# 6 Pigeon Loft?



## chrisjd291 (Sep 30, 2015)

Hi all,

I'm a newbie to the forum and keeping pigeons, so bear with me.

I would like to keep 6 racing pigeons, i was only going to keep 2 but I was told that they might be hard to keep with other flocks flying over and the increase of hawks.

So I was initially thinking of using a rabbit hutch and converting it but then I thought it would be too small. 

I am struggling for space a 3ft (width) x 3ft (depth) I could cope with, I am just stumped where to start to be honest.

Can anyone give me some ideas please? I know this is asked a lot here so sorry if you are bored of hearing newbie questions haha


----------



## Paragon Loft (Jun 27, 2009)

hi if 3 x 3 is all you can do, no more than 4 birds,try to make it 5 or 6 feet high.the problem is if they ar 2 pairs they will have babies,u are 
going to need more space.good luck.


----------



## Jay3 (May 4, 2008)

They really do need more space then that. They would be crowded in that space. Crowding causes stress and fighting for space. Stress causes sickness. As was mentioned, they will also have babies. What will you do with them? You need a bigger enclosure.


----------



## chrisjd291 (Sep 30, 2015)

some mixed replys thankyou all.

shorty2 that looks a great setup you've got there, did you build that loft yourself? Have you got any pointers where to find some plans to build my own etc? 

I've also seen these on ebay that look pretty good?

http://www.ebay.co.uk/itm/BIRMINGHA...0217440&pid=100005&rk=1&rkt=6&sd=181871311930

http://www.ebay.co.uk/itm/BIRMINGHA...eb3d2eb&pid=100011&rk=1&rkt=2&sd=181802437169

Cheers
Chris


----------



## Jay3 (May 4, 2008)

That space is ridiculous for 10 birds, I don't care how you make the perches. That is cramming them in. They should have at least 2 sq. feet of floor space, regardless of how many perches you have. That is a way of explaining how much room they need to live comfortably and healthy. And even that is pushing it. Especially for the breeders who will be stuck in there. That would be stressful for 10 birds.


----------



## Flapdoodle (Nov 8, 2009)

I built nine "six" pigeon lofts last fall and loaned them out to kids for a 4H project. The loft was 4x3x3 I really did not take pictures but did have one video when one of the groups of six was learning to trap. 
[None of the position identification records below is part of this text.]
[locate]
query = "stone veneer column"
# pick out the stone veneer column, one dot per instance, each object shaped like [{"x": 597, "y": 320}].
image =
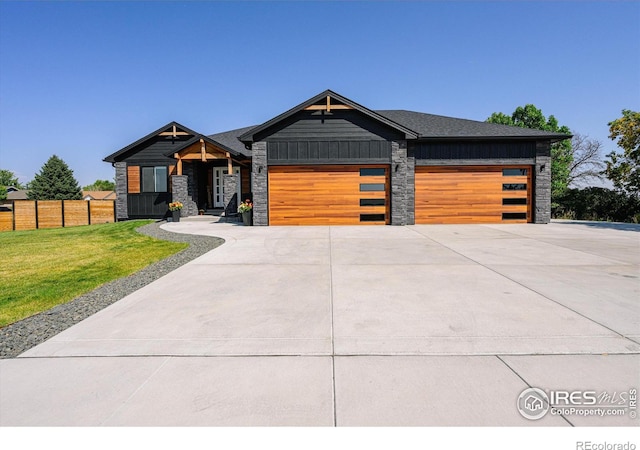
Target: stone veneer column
[
  {"x": 411, "y": 189},
  {"x": 180, "y": 193},
  {"x": 542, "y": 183},
  {"x": 230, "y": 197},
  {"x": 399, "y": 203},
  {"x": 259, "y": 183},
  {"x": 121, "y": 191}
]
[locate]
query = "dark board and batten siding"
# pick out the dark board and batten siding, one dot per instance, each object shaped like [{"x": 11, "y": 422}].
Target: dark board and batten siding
[
  {"x": 148, "y": 205},
  {"x": 496, "y": 150},
  {"x": 325, "y": 152},
  {"x": 339, "y": 125}
]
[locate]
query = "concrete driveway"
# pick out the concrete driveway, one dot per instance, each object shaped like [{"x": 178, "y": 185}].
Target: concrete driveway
[{"x": 348, "y": 326}]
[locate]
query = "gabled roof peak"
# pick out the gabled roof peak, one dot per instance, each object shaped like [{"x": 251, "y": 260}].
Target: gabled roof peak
[{"x": 327, "y": 100}]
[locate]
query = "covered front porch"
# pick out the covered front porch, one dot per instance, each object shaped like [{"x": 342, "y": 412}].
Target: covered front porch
[{"x": 210, "y": 177}]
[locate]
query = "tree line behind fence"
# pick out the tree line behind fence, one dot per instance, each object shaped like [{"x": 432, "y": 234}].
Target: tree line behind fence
[{"x": 33, "y": 214}]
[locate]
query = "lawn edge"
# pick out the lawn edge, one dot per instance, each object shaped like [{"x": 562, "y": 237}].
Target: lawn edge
[{"x": 25, "y": 334}]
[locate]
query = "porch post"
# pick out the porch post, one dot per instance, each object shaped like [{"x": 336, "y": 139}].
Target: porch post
[
  {"x": 121, "y": 191},
  {"x": 230, "y": 197},
  {"x": 180, "y": 193}
]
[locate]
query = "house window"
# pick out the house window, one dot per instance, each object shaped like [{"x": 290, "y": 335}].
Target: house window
[
  {"x": 514, "y": 187},
  {"x": 371, "y": 187},
  {"x": 372, "y": 171},
  {"x": 154, "y": 179}
]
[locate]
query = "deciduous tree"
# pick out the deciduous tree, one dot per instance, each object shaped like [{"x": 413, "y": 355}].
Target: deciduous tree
[
  {"x": 587, "y": 162},
  {"x": 529, "y": 116},
  {"x": 623, "y": 168}
]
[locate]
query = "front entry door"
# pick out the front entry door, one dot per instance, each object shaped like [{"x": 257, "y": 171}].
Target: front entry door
[{"x": 218, "y": 188}]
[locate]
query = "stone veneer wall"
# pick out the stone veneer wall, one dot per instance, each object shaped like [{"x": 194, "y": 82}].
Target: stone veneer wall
[
  {"x": 399, "y": 194},
  {"x": 122, "y": 212},
  {"x": 542, "y": 184},
  {"x": 259, "y": 183},
  {"x": 411, "y": 190}
]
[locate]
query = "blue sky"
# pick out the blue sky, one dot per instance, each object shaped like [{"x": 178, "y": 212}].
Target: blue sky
[{"x": 84, "y": 79}]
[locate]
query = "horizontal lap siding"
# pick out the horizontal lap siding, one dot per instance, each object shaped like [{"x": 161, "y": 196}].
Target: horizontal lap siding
[
  {"x": 467, "y": 195},
  {"x": 321, "y": 195}
]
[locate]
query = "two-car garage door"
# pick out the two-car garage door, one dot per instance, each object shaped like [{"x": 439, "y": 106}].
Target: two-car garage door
[
  {"x": 359, "y": 195},
  {"x": 473, "y": 194},
  {"x": 329, "y": 195}
]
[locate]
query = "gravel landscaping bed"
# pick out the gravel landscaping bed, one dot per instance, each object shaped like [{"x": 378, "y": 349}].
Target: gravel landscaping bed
[{"x": 27, "y": 333}]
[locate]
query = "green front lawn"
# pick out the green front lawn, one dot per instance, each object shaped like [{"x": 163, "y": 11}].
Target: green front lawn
[{"x": 44, "y": 268}]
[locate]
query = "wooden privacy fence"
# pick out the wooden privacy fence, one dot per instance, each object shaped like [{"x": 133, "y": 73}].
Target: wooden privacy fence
[{"x": 33, "y": 214}]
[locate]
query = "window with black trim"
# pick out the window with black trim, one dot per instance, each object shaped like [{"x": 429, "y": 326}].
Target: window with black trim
[
  {"x": 514, "y": 201},
  {"x": 511, "y": 172},
  {"x": 154, "y": 179},
  {"x": 372, "y": 187},
  {"x": 372, "y": 218},
  {"x": 514, "y": 187},
  {"x": 372, "y": 202},
  {"x": 372, "y": 171},
  {"x": 514, "y": 216}
]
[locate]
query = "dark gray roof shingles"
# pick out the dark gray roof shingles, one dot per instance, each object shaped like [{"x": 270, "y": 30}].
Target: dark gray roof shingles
[
  {"x": 230, "y": 139},
  {"x": 433, "y": 126}
]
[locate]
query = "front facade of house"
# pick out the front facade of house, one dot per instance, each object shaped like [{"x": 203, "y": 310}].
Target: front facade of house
[{"x": 331, "y": 161}]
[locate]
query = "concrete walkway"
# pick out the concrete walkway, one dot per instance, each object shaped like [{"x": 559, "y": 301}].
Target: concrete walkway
[{"x": 347, "y": 326}]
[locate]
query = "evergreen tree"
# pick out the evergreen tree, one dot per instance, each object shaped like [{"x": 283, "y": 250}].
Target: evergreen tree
[
  {"x": 100, "y": 185},
  {"x": 54, "y": 182}
]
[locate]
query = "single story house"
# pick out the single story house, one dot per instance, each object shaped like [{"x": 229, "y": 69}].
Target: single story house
[{"x": 330, "y": 160}]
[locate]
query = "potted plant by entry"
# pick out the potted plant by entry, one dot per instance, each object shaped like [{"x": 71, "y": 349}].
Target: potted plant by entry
[
  {"x": 246, "y": 210},
  {"x": 175, "y": 208}
]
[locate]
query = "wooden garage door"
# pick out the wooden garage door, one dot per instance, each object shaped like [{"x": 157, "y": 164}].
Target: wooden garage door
[
  {"x": 474, "y": 194},
  {"x": 328, "y": 195}
]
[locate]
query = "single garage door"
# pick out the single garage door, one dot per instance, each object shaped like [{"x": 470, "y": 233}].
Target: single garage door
[
  {"x": 474, "y": 194},
  {"x": 328, "y": 195}
]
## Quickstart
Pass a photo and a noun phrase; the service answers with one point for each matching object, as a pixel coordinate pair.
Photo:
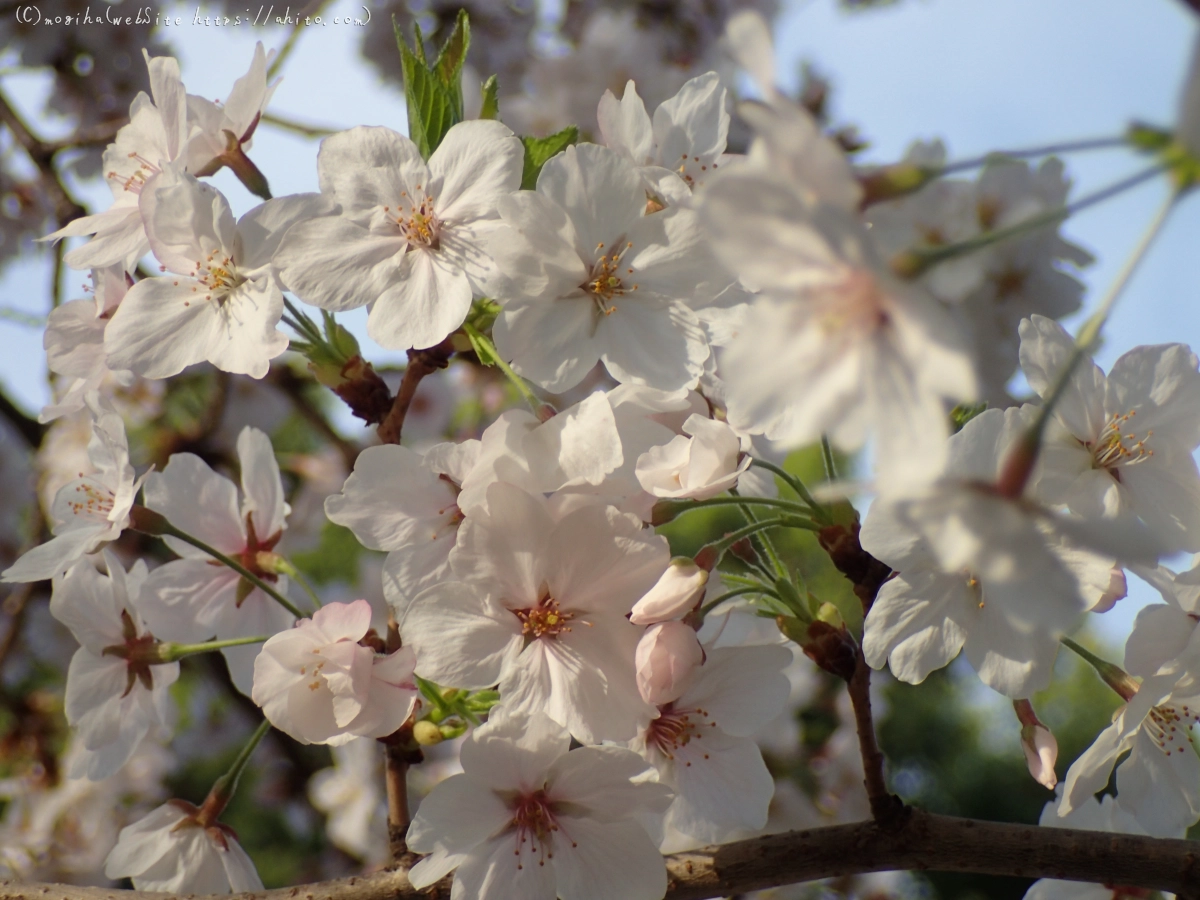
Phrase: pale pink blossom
(321, 685)
(528, 820)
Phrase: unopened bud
(673, 594)
(426, 733)
(1039, 745)
(667, 659)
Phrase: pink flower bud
(673, 595)
(667, 659)
(1039, 745)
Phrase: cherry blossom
(875, 355)
(117, 689)
(407, 504)
(222, 303)
(703, 465)
(318, 683)
(540, 609)
(1129, 436)
(594, 277)
(1159, 781)
(527, 820)
(91, 509)
(977, 574)
(168, 850)
(409, 238)
(687, 136)
(196, 600)
(702, 745)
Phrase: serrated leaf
(540, 150)
(491, 106)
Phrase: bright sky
(979, 75)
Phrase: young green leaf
(540, 150)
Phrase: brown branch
(41, 154)
(420, 364)
(287, 381)
(923, 843)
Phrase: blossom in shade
(91, 509)
(409, 238)
(196, 600)
(321, 684)
(540, 607)
(169, 851)
(528, 820)
(702, 745)
(117, 693)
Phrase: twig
(923, 843)
(420, 364)
(42, 156)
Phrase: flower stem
(235, 565)
(485, 349)
(730, 594)
(1033, 153)
(820, 513)
(1109, 672)
(172, 652)
(916, 262)
(223, 787)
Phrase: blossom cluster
(696, 313)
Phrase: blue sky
(979, 75)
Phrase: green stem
(1109, 672)
(172, 652)
(737, 592)
(483, 342)
(1085, 342)
(237, 567)
(223, 787)
(1033, 153)
(828, 459)
(915, 262)
(819, 511)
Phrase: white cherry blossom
(702, 745)
(687, 136)
(90, 510)
(169, 851)
(540, 609)
(977, 574)
(407, 504)
(321, 685)
(875, 355)
(222, 301)
(1159, 781)
(154, 137)
(528, 820)
(75, 342)
(1128, 437)
(592, 276)
(411, 237)
(115, 694)
(196, 600)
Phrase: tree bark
(922, 843)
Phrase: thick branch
(420, 364)
(923, 843)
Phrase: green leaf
(491, 107)
(433, 93)
(540, 150)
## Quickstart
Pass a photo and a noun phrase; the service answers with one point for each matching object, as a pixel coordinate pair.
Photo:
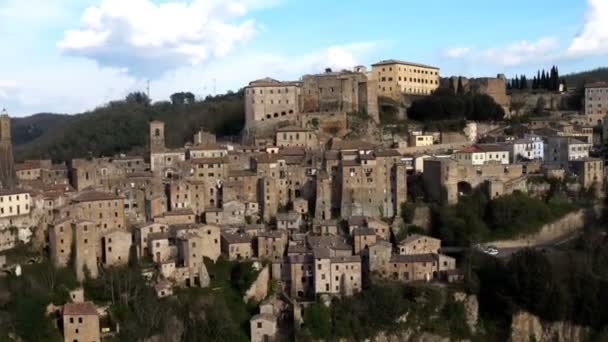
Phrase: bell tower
(8, 178)
(157, 136)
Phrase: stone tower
(157, 136)
(8, 177)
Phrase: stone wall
(259, 289)
(525, 102)
(553, 232)
(526, 327)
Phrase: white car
(491, 250)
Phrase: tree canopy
(445, 105)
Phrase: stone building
(590, 173)
(140, 236)
(182, 216)
(363, 238)
(271, 245)
(104, 209)
(301, 276)
(337, 275)
(116, 248)
(198, 242)
(8, 178)
(596, 98)
(14, 203)
(289, 222)
(163, 161)
(379, 256)
(495, 87)
(416, 267)
(85, 249)
(270, 100)
(344, 91)
(60, 242)
(419, 244)
(81, 322)
(236, 246)
(264, 328)
(292, 136)
(561, 150)
(397, 77)
(447, 178)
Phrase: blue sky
(69, 56)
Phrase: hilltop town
(344, 189)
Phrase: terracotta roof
(415, 237)
(270, 82)
(91, 196)
(351, 145)
(13, 192)
(264, 317)
(360, 231)
(413, 258)
(492, 148)
(208, 147)
(345, 259)
(293, 129)
(236, 238)
(241, 173)
(271, 234)
(266, 158)
(396, 61)
(292, 151)
(179, 212)
(213, 160)
(470, 149)
(597, 85)
(80, 309)
(387, 153)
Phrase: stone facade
(8, 178)
(590, 173)
(596, 98)
(81, 322)
(447, 179)
(419, 244)
(270, 100)
(396, 77)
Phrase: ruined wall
(553, 231)
(526, 327)
(8, 177)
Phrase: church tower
(8, 178)
(157, 136)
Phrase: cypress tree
(460, 86)
(451, 86)
(543, 80)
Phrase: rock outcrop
(526, 327)
(471, 307)
(259, 289)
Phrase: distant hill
(122, 126)
(580, 78)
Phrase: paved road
(508, 252)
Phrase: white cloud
(522, 52)
(149, 39)
(7, 88)
(593, 38)
(235, 72)
(511, 55)
(457, 52)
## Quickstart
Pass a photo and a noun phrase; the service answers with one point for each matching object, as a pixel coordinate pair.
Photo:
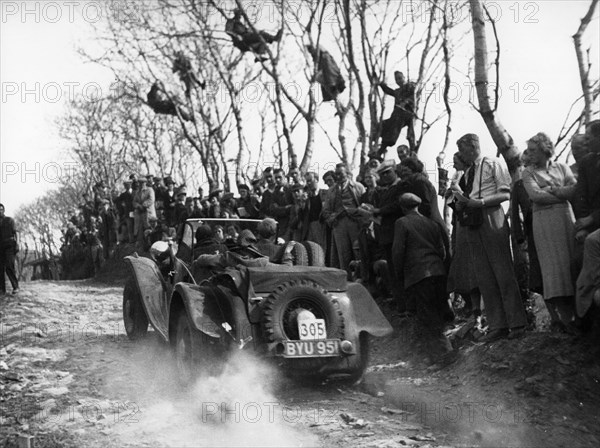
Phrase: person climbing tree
(162, 104)
(328, 73)
(402, 116)
(183, 66)
(245, 39)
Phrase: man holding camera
(8, 250)
(487, 187)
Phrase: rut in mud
(70, 377)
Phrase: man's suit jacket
(587, 192)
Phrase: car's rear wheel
(134, 316)
(280, 319)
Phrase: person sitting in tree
(162, 104)
(328, 73)
(402, 116)
(183, 66)
(245, 39)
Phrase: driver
(245, 253)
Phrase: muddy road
(70, 377)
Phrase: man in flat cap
(126, 212)
(419, 262)
(143, 204)
(487, 186)
(342, 214)
(181, 210)
(387, 208)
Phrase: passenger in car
(206, 243)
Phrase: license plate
(309, 349)
(310, 329)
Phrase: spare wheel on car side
(316, 255)
(134, 316)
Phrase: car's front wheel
(134, 316)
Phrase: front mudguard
(361, 313)
(210, 308)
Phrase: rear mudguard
(152, 291)
(361, 313)
(209, 308)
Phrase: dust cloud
(236, 408)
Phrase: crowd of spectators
(387, 231)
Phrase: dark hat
(469, 139)
(246, 238)
(214, 193)
(267, 227)
(386, 165)
(409, 200)
(204, 232)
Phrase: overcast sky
(40, 69)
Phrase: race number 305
(312, 329)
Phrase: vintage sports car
(308, 319)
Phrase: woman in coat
(550, 185)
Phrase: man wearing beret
(248, 205)
(125, 209)
(341, 212)
(181, 211)
(282, 203)
(419, 262)
(388, 210)
(143, 204)
(168, 199)
(487, 187)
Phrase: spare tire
(316, 255)
(281, 308)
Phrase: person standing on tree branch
(8, 250)
(402, 116)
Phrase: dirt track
(70, 377)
https://youtu.be/gp96lTLc2A4

With nine different test cases using this rabbit hutch type loft I would advise against it. If starting over I would do it a little different. Get rid of the legs and make it solid to the ground, so six feet tall, box perches would be a must for the reason already described. I would put box perches opposite the door and on the back wall. With a loft that small you need the right birds, different strains are known to be more aggressive. One cock claimed the loft and would not let the other birds get a drink or eat. They would have to pull him out at feeding time, I guess you could try hobble the legs... anyway good luck


----------



## chrisjd291 (Sep 30, 2015)

thanks again all 

I have decided I am going to build my own to my own requirements, 4ft x 3ft x 2ft deep

Hopefully it will work out ok but if not I'll just have to learn for next time.

The loft will be mounted at approx 5-6ft high with nest boxes on the back facing the mesh door, I will also put perches on the left and right internal sides.

I'll see how that works out


----------



## Jay3 (May 4, 2008)

4 long and 2 deep is large enough for 4 birds.


----------



## chrisjd291 (Sep 30, 2015)

Cheers Jay, then I will have 4 instead of 6.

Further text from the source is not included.